CasaPound has also been a participant in an escalating political conflict in which violence- both verbal and physical- had now become platitude. When you speak to CasaPound militants, they’re speedy to say they only devote violence in self-defence, but their explanation of self-defence is terribly elastic. Luca Marsella, a top colonel in the free movement of persons, once said to 14 -year-old schoolchildren “whos” protesting against a brand-new CasaPound centre:” I’ll cut your throats like hounds, I’ll kill all of you .” Another activist was imprisoned of beating up leftwing activists in Rome in 2011 when they were putting up posters. Another activist, Giovanni Battista Ceniti, was involved in a assassinate, though- as Iannone pointed out- he had already been removed from CasaPound for” intellectual laziness “. In February last year, in Viterbo, two militants, Jacopo Polidori and Michele Santini, beat up a person who had dared to post an sarcastic mention about CasaPound on Facebook.

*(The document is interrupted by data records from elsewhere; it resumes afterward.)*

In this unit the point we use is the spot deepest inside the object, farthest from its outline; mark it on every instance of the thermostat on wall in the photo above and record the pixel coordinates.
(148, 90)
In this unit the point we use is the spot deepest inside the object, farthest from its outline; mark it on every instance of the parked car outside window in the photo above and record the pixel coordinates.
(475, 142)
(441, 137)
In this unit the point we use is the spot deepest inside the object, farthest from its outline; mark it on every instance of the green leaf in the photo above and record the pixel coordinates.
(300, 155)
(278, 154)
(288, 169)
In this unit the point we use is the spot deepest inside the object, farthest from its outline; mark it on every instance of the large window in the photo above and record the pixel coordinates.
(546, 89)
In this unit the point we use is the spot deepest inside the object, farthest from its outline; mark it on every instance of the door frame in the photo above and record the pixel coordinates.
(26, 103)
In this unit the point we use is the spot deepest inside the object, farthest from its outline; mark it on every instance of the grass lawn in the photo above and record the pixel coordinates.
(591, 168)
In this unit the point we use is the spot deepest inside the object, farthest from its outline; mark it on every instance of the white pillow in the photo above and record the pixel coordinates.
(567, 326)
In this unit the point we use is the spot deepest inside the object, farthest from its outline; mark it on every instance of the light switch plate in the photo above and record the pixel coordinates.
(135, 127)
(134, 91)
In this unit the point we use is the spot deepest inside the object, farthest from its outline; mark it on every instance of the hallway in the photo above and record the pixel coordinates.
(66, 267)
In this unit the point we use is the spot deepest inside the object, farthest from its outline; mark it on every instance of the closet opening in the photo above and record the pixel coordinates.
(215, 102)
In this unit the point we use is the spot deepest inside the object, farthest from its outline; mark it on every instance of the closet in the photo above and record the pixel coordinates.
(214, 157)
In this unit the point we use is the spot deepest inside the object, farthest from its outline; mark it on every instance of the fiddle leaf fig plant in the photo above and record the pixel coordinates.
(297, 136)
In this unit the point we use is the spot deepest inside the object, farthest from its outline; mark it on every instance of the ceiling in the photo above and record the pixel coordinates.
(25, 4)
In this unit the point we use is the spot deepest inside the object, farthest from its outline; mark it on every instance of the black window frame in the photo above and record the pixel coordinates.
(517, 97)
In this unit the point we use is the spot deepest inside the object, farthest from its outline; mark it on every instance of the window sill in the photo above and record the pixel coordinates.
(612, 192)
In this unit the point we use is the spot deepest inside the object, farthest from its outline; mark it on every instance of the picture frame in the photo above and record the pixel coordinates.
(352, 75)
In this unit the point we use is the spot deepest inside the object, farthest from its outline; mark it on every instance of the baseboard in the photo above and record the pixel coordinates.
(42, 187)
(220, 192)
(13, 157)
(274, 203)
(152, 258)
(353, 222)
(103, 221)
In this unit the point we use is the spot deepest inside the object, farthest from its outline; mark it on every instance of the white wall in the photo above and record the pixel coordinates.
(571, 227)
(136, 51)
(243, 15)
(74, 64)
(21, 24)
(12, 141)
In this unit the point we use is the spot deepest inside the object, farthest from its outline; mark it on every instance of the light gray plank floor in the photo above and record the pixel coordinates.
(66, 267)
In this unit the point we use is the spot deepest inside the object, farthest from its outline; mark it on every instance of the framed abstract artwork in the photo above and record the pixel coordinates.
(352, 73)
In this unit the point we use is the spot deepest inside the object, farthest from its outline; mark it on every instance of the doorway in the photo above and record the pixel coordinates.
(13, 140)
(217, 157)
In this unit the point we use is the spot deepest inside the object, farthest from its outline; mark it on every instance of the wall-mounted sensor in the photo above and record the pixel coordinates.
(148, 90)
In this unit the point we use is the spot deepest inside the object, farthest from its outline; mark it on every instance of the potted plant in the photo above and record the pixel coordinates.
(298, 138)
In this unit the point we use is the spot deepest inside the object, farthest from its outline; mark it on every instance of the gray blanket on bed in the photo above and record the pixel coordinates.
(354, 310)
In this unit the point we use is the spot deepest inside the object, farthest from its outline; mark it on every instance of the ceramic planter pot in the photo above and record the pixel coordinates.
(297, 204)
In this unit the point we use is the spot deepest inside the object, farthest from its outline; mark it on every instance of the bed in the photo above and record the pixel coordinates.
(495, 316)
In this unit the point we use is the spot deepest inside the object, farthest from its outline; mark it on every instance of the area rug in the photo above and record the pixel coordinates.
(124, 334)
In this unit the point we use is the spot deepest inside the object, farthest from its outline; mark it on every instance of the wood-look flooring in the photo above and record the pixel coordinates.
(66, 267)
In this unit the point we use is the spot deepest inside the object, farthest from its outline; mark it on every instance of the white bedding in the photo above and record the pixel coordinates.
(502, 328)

A leftwing website has compiled an interactive map of episodes of reported totalitarian violence across the headland- and there are so many incidents that you can scarcely ascertain the boot of Italy.

Then, earlier this month, a boy who had previously stood for election with the far-right Northern League, and had ties to CasaPound, went on a two-hour hitting frenzy in the cities of Macerata. Luca Traini burnt his Glock pistol at anyone who knows black skin. What was stunning wasn’t just the bloodshed( he disabled six people, but all subsisted ), but that it all seemed unsurprising in the current climate. Traini’s inspiration was old-fashioned autocracy: he had the “Wolfsangel” rune( used by both Nazis and Italy’s Terza Posizione) on his forehead. He presented a Roman salute at the shrine to Italy’s war dead.

But in the aftermath of his shooting, mainstream legislators on the so-called centre-right accused immigration , not Traini. Berlusconi, who has hugged the extreme right as he attempts to architect another poll prevail, spoke of a” social projectile “~ ATAGEND created by natives. Italy, he said, needs to extradite 600,000 illegal immigrants.


On Sunday 7 January this year, CasaPound organised a mass rallying in Rome to label the 40 th anniversary of the Acca Larentia killings. Four or five thousand people turned up, many wearing similar invests: grinder casings and pitch-black beanies, armed weariness or drainpipe jeans. There were 50 soldiers in crimson CasaPound bibs, security rights detail, shepherding the troops. Not everyone was a CasaPound militant, but the other groups all has declined in behind Gianluca Iannone and Simone di Stefano. This, it was clear, was their show.